Apart from Seoul, the workshop also travelled to other cities and regions of South Korea including Pusan, Daegu and Gyeongju. The workshop combined a busy schedule of in-depth lectures on aspects of Korean Buddhist art and architecture given by leading scholars of Korean Buddhism, with visits to museums and important Buddhist sites. Among the sites visited were the world-famous Haeinsa Monastery (founded in 802), housing the 81,000 woodblocks of the Buddhist texts of the Tripitaka Koreana (dating from the 13th century) as well as the monasteries of Tongdosa (founded in 646), Bulguksa (founded 751), Gameunsa (founded late 7th century), Bongjeonsa (founded in 794), and Buseoksa (founded in 676), and the Seokguram Grotto (founded in 742). In addition to all of these sites being designated national treasures within Korea, Haeinsa, Bulguksa and Seokguram have had their importance recognised on a global level with the awarding of UNESCO World Heritage status.
A significant aspect of the workshop is the opportunity it presents to meet with curatorial colleagues from around the world. With over 40 curators attending from museums across the UK, Europe, North America, Australasia and Asia the workshop proved a valuable opportunity to hear about and discuss the issues and projects colleagues in other museums are currently engaged with.

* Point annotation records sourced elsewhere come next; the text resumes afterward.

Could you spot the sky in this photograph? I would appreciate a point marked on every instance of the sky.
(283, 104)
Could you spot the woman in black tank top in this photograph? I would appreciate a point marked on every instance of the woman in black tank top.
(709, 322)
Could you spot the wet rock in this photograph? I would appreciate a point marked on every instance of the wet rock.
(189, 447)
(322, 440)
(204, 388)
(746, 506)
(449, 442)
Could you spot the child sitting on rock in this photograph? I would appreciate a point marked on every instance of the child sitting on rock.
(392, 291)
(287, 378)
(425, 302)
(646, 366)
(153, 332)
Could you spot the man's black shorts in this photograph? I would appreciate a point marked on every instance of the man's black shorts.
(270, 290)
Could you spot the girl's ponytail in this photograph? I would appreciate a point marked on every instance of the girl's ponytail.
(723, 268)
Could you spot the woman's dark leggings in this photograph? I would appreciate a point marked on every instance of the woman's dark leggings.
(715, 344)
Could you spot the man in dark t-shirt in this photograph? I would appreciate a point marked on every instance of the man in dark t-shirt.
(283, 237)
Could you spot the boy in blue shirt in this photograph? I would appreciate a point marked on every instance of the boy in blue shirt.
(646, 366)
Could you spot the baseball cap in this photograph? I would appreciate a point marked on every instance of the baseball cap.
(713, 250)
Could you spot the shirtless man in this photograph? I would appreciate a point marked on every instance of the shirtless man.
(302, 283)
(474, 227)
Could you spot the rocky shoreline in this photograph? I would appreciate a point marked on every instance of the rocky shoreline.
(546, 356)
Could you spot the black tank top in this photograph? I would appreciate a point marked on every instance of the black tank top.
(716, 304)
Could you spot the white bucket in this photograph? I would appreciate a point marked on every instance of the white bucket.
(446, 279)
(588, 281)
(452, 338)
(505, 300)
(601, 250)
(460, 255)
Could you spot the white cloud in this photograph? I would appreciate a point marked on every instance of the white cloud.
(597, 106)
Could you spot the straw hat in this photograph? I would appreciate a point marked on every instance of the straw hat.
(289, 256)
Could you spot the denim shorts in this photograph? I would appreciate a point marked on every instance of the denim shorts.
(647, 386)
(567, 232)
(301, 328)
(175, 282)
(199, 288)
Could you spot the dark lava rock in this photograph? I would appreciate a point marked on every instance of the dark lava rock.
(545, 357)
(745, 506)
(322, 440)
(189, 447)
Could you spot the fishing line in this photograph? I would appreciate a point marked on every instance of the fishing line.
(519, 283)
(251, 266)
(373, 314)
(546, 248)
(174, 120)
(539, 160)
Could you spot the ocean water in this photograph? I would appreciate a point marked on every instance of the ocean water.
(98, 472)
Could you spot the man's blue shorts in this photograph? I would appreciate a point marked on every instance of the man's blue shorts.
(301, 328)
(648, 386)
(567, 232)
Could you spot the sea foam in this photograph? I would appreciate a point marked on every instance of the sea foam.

In addition, one morning of the workshop was given over to a Participant’s Presentation at which a few curators are asked to present on their Korean collections each year. This year I was given the opportunity to present, and used it to introduce National Museums Scotland and its Korean Collection. This proved an excellent opportunity to raise the profile of both National Museums Scotland and its Korean Collection within an international context, as well as to highlight the greater emphasis which will be given to our Korean Collection in the reinstalled Ivy Wu Gallery, and to outline some of the changes the institution is currently undergoing in the form of the Royal Museum Project.
Apart from the 10 days of the workshop I also spent a few days in Seoul where I seized the opportunity to visit as many museums and galleries as time allowed. Among those visited was the impressive Horim Art Centre in Sinsadong, in southern Seoul, which had exhibitions of Goryeo cheongja green-glazed ceramics on one floor and Joseon period (1392-1910) ritual buncheong stoneware vessels used in Joseon state rituals. I also found time to visit the Seoul Museum of History, the Korean National Folk Museum, the permanent galleries at the very impressive National Museum of Korea, as well as to make visits to a number of private galleries, craftsmen and painters with whom I established links.
As on previous visits to Korea I was again impressed by the great friendliness, hospitality and courtesy of the Korean people, Korea’s rich history and culture, the beauty of the Korean landscape, the impressively high standards of Korean museums, and of course by Korea’s fantastic cuisine.